Call me weird, but to me the overuse of "I have a boyfriend" line has a sinister underpinning. It sounds to me like we do not think our "No" is good enough. It is as if the only VALID way we can refuse a male is by disclosing that we are already claimed by another male. Your "No" IS good enough. And insisting on that is standing in your power. You do not need to justify yourself. You do not need to humiliate the other, do not need to make excuses.

Really, what's the worst that may happen if you just say "No"? That he may keep on pressing? Well, then you'll know something valuable about him. He will not respect your wishes and opinions. So your instinct was right, and you don't have to feel bad about his bruised ego. What if he lashes back at you, calls you names and spreads lies about you in retaliation? If that's the fear, I would say use whatever lie you need to protect yourself and stay off the radar of people like that.

But if the sole concern is not hurting a nice boy's feelings, then saying "I have a boyfriend" is not the extent of it. He may hear "I have a boyfriend, who's tons better than YOU!". How you say matters more than the words you use. You can easily tell him you are flattered, but you are not into dating now, but be careful if he sees you next week draped on some hunk's arm he WILL hurt, because you lied to him, and you really meant that he is not good enough for you. If you do think he is "not good enough for you", that is very judgmental, and hurtful to him. But ask youself "is it true?" Or is what is true simply that you you have certain beliefs and judgments about him? If you like you can sit and imagine a different scenario where you tell this boy truth, but in a respectful way. You don't diss him, you don't belittle him, you don't punish him for daring to speak to you,but you look him in the eye, smile, be gentle AND tell him that you do not think you two would click. I think if you treat a boy with respect he may be disappointed, but will not be hurt.

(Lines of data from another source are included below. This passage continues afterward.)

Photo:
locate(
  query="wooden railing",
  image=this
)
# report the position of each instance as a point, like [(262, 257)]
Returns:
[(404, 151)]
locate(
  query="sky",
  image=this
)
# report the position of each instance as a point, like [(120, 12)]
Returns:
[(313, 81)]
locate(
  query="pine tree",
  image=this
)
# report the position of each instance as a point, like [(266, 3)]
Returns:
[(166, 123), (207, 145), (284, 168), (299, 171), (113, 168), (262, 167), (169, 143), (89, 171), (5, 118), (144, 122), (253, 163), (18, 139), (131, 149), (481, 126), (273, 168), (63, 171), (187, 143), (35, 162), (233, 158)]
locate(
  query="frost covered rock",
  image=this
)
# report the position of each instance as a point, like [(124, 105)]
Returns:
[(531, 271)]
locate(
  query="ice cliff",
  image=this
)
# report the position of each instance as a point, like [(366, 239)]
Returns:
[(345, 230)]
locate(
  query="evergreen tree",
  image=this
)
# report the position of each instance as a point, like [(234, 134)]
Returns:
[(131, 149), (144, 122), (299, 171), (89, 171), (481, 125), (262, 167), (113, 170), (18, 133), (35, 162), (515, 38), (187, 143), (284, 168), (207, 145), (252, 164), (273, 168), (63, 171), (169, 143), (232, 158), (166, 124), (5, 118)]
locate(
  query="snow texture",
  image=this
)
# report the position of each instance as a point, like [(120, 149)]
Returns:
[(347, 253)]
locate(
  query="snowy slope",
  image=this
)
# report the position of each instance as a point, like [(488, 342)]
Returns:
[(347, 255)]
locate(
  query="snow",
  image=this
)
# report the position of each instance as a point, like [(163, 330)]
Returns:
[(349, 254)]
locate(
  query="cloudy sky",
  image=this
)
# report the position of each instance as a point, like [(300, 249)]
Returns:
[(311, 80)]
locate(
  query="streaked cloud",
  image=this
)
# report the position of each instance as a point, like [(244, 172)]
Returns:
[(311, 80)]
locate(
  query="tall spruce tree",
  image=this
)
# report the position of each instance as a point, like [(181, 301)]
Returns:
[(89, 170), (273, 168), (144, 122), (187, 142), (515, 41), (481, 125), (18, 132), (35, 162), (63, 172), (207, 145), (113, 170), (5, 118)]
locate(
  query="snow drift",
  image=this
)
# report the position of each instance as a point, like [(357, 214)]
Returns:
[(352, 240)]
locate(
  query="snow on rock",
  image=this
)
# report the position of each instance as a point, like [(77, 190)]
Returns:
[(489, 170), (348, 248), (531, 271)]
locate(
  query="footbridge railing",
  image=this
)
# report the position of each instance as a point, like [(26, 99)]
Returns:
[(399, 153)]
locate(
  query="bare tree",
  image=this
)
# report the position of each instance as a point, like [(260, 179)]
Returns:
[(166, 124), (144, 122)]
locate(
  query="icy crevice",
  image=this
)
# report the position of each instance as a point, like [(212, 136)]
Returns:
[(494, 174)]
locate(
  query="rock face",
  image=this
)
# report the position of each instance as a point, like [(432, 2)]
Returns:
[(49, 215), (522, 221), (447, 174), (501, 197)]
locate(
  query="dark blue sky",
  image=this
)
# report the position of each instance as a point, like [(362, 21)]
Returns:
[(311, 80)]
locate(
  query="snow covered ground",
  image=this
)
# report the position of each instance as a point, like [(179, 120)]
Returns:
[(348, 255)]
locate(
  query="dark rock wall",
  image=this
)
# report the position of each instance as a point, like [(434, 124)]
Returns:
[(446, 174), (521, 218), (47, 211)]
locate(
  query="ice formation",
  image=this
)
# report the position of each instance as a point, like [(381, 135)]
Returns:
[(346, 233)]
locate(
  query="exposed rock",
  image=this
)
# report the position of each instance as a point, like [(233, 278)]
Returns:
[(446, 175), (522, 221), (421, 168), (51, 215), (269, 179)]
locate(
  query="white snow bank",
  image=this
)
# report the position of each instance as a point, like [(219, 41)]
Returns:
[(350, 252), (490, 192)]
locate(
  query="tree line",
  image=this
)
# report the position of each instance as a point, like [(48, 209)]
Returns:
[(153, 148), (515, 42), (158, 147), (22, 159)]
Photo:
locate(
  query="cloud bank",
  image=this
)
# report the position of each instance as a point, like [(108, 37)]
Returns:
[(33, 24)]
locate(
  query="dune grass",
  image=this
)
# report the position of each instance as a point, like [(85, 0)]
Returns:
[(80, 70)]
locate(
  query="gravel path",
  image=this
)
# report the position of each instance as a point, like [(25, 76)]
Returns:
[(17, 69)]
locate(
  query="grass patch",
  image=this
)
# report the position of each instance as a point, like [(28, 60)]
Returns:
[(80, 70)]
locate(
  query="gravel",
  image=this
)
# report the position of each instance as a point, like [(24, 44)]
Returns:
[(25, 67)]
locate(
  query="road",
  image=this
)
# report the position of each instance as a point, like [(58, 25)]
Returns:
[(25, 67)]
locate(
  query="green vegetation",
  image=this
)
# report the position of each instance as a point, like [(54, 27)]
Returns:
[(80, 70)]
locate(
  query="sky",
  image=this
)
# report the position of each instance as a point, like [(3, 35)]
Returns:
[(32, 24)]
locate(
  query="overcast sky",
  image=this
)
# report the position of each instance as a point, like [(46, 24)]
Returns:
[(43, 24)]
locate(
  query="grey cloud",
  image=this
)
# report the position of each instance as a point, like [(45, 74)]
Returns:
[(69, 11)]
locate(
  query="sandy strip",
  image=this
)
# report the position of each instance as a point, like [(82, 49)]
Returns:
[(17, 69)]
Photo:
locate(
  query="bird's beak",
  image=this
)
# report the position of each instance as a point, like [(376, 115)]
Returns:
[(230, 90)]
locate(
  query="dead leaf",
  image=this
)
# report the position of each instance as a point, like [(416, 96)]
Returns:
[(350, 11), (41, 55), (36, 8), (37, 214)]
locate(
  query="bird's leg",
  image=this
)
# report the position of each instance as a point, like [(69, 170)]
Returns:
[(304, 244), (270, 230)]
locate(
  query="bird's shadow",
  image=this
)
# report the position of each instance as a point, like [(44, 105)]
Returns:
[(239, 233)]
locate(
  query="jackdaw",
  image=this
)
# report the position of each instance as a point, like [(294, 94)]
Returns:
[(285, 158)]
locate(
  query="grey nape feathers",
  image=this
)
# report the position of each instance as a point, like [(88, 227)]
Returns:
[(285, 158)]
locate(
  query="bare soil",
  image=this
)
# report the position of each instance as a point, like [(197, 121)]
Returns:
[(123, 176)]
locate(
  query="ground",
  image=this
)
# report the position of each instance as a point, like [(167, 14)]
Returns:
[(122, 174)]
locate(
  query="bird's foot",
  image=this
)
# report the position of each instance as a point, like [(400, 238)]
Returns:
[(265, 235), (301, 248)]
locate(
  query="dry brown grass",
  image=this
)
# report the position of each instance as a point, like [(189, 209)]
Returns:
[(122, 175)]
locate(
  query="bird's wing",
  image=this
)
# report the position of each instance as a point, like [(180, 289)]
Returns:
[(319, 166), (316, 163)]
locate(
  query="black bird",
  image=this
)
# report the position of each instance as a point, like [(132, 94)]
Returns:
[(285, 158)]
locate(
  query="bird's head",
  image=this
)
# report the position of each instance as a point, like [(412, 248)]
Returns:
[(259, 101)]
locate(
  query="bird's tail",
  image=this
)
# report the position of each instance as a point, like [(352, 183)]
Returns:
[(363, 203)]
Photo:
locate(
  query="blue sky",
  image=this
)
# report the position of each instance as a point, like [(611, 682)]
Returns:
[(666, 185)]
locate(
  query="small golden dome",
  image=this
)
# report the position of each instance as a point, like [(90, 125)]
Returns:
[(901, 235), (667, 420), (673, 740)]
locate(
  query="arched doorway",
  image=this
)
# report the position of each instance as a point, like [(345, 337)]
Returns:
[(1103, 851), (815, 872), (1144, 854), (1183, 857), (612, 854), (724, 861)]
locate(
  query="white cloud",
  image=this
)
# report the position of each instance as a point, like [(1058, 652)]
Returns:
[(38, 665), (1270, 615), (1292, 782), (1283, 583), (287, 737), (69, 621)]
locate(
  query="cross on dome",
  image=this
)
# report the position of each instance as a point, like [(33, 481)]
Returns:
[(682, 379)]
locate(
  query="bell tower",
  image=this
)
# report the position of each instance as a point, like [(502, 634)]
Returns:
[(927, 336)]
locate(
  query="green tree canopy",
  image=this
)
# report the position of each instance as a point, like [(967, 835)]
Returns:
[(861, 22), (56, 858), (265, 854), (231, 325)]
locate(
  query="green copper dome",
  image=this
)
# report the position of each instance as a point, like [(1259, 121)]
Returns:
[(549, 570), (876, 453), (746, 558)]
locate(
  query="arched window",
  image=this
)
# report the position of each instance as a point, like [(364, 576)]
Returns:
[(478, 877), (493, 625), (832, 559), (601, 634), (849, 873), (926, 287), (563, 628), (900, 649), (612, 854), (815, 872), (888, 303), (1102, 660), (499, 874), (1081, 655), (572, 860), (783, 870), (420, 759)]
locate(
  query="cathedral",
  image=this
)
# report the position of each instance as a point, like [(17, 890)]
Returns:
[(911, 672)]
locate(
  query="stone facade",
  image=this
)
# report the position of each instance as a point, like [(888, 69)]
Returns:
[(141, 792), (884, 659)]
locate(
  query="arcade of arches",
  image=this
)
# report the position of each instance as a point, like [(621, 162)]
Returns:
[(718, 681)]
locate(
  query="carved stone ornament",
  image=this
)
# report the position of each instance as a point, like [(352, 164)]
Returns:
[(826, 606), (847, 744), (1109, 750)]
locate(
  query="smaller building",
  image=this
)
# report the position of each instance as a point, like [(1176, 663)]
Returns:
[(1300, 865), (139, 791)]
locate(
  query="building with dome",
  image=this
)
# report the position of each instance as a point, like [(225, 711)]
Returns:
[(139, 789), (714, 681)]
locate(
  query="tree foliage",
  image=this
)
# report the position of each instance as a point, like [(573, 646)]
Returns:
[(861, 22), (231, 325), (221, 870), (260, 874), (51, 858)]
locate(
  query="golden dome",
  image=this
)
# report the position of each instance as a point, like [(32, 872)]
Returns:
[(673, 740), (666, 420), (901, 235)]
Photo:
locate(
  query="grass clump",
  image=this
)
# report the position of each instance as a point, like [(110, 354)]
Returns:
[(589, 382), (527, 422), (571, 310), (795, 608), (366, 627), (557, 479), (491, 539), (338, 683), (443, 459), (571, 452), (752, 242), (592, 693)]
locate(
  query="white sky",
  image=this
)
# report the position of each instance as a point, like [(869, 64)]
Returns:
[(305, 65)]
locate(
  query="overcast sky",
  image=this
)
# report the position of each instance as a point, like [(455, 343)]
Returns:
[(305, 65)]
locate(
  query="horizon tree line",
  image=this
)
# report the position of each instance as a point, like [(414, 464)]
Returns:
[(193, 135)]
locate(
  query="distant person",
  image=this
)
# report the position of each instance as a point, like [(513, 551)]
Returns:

But don't berate yourself for telling this boy what you've told him. Everything you do is ok, in a sense, for the moment. In a split-second you juggle various social norms, religious commandments, past experiences, common sense, fears, possible opinion of others, your own limits, and do ... something. However, next time you may chose something different. That does not meant you need to feel bad for doing "wrong" previously. The self-flagellation is not the point. The point is to get better. You wouldn't be asking if you didn't care about that, I think.